The Kallman/Abrahamson Family: Exploring my Swedish-born grandparent's and siblings immigrant journey to "Amerika". Searching for cousins everywhere to share family stories, pictures, thoughts, ideas and new discoveries about our Swedish heritage and our family today.

~ This blog, like my family tree, is always a work in process. Please stop back now and again! ~

Thursday

Lydia Abrahamsson - Grandma's birthday





25 February 1890 my grandmother Lydia Abrahamsson was born in Östra Frölunda, Älvsborg, Sweden.
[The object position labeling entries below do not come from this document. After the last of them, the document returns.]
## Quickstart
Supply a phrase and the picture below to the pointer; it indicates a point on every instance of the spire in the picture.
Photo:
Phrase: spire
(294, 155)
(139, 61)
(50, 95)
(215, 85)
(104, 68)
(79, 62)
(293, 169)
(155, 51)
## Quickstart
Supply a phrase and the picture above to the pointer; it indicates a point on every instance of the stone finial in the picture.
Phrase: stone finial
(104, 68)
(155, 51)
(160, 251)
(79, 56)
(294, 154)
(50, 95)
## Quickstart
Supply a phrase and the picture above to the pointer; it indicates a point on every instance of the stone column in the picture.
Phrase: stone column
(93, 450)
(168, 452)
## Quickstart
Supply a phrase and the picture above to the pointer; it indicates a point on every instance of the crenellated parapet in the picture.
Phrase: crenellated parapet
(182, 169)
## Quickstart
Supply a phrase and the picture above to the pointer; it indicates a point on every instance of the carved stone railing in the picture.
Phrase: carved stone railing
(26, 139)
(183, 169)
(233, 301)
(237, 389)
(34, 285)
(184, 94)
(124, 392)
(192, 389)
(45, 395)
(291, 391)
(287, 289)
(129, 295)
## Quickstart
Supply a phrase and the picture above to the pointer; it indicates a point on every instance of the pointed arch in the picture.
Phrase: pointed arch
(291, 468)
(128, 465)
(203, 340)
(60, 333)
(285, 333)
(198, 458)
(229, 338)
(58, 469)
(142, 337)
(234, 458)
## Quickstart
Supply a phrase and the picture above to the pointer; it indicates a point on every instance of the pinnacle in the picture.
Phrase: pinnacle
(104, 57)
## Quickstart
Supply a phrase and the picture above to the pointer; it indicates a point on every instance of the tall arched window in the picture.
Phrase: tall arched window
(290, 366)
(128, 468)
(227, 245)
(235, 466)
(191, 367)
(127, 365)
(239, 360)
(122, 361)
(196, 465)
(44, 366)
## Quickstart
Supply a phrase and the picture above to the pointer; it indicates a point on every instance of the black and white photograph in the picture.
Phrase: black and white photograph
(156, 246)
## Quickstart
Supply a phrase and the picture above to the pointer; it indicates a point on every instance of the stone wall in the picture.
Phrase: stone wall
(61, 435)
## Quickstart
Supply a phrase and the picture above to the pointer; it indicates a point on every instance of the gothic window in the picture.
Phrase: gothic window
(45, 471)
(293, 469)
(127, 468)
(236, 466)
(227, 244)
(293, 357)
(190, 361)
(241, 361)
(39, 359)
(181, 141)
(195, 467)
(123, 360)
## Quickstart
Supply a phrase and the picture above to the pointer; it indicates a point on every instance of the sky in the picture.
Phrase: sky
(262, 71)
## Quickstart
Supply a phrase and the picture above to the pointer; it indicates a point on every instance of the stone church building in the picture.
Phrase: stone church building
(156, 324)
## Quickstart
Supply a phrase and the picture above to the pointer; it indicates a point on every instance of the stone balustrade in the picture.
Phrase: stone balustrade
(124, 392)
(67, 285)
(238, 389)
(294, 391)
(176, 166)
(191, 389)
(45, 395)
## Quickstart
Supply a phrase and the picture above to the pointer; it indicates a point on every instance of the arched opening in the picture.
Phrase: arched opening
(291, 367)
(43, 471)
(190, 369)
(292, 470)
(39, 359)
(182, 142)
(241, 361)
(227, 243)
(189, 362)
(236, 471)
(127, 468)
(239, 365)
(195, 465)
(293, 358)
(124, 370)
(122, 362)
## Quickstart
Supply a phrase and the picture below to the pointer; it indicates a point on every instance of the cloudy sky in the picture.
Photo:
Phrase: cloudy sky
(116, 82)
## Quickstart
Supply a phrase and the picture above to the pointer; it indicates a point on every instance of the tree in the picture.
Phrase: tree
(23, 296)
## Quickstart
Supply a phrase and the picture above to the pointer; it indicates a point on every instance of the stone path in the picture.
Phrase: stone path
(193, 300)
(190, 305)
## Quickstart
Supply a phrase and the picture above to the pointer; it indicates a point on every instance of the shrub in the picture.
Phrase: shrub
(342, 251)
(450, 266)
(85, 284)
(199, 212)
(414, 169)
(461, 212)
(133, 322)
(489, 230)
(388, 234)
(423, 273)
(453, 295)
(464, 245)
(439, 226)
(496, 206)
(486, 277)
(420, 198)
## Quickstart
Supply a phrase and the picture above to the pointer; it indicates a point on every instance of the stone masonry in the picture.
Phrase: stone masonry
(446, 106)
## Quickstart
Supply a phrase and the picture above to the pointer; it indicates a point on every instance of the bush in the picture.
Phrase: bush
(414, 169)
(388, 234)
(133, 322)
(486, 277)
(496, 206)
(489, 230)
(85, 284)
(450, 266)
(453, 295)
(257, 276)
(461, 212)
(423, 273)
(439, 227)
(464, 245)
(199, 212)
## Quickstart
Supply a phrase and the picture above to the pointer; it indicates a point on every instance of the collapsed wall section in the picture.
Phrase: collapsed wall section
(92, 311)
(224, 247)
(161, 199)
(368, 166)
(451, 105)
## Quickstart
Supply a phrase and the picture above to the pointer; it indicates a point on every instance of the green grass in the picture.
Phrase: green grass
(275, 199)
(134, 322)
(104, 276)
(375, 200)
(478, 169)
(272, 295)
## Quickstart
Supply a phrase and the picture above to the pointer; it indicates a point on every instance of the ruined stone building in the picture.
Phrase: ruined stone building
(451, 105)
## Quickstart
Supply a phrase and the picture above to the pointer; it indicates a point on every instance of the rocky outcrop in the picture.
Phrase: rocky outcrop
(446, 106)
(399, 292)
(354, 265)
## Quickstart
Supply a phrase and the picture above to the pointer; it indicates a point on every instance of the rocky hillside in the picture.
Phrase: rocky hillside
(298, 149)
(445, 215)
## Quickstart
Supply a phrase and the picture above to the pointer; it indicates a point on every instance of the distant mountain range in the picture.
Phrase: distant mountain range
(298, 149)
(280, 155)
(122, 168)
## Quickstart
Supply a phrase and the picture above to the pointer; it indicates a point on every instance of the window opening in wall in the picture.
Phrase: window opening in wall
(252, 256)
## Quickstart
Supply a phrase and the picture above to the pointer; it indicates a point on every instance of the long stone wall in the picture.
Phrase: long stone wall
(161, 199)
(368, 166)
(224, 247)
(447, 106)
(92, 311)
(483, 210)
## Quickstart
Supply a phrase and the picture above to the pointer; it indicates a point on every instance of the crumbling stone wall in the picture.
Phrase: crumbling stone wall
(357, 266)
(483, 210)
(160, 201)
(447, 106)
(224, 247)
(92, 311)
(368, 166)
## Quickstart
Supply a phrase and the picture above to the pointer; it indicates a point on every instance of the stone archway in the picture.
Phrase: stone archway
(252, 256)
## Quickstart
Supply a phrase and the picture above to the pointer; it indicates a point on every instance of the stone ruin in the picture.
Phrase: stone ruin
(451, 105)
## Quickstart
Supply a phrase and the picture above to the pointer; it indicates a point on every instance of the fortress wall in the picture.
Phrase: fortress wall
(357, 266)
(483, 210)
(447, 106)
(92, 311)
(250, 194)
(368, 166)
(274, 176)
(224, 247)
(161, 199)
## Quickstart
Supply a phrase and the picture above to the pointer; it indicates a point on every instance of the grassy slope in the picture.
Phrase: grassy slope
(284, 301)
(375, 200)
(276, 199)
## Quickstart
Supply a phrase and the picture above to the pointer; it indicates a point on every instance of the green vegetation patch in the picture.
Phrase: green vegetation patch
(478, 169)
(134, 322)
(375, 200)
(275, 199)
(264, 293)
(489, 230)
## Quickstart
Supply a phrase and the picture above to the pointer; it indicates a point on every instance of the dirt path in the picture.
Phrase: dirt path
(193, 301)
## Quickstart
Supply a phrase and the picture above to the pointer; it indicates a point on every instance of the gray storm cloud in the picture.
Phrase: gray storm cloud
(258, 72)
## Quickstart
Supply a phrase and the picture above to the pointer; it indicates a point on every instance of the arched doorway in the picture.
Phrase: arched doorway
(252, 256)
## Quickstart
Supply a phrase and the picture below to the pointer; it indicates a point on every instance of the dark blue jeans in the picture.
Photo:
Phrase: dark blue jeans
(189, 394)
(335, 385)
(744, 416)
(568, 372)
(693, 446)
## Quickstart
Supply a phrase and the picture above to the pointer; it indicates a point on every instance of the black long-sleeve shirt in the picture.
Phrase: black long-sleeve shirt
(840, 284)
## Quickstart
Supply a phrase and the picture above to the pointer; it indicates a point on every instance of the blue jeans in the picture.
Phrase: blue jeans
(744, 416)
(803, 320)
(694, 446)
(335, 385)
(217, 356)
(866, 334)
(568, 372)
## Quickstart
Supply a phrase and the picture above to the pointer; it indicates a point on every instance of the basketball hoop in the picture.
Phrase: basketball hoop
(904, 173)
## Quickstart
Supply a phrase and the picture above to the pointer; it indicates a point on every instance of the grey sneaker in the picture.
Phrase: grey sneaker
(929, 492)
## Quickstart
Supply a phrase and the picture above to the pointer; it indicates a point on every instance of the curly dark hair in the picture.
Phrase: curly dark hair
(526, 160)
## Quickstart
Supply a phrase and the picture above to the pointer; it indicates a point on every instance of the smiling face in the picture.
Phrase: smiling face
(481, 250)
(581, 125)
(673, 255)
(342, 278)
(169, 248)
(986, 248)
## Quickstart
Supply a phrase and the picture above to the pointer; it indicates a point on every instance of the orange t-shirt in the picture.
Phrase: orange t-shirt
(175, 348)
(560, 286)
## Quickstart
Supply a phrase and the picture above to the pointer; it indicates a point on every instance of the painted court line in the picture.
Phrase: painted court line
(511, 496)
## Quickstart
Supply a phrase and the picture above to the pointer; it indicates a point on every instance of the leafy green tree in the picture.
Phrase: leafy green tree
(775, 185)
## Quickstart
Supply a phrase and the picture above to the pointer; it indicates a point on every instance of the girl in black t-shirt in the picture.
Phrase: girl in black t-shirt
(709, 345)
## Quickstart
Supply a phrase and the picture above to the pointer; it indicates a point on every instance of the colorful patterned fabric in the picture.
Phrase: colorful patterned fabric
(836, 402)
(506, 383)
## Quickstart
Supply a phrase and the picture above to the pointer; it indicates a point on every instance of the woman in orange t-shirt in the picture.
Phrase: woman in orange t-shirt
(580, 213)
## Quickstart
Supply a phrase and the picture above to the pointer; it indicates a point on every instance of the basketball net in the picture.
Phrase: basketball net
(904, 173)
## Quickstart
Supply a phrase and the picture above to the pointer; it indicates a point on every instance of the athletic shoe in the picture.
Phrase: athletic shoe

This parish birth record notes that she was the 4th child of her parents Robert Albin Abrahamsson, a farm owner and his wife Anna Karolina Karlsdotter. Her mother Anna was 31 years old at the time of her birth. Lydia was ödopt or not baptized in the official church of Sweden.



Happy Birthday Grandma!



Wednesday

Wednesday's child - Gustaf Olof Jonasson

Gustaf Olof was the son of my great aunt Märta Abrahamsson and her husband Anders Johan Jonasson. He had just turned two years old at the beginning of the month. He was diagnosed and treated in the hospital at Borås. He died from diabetes.



Insulin as a treatment for diabetes in humans had just been discovered in 1923 but even today diabetes in the very young, infants and toddlers, can be very difficult to diagnose. The well-known signs of thirst, frequent urination, fatigue etc. can be difficult to assess in a young child. Diabetes in the very young is also uncommon. Today less than 2% of children attending pediatric centers specializing in Diabetes will be under 3 years of age.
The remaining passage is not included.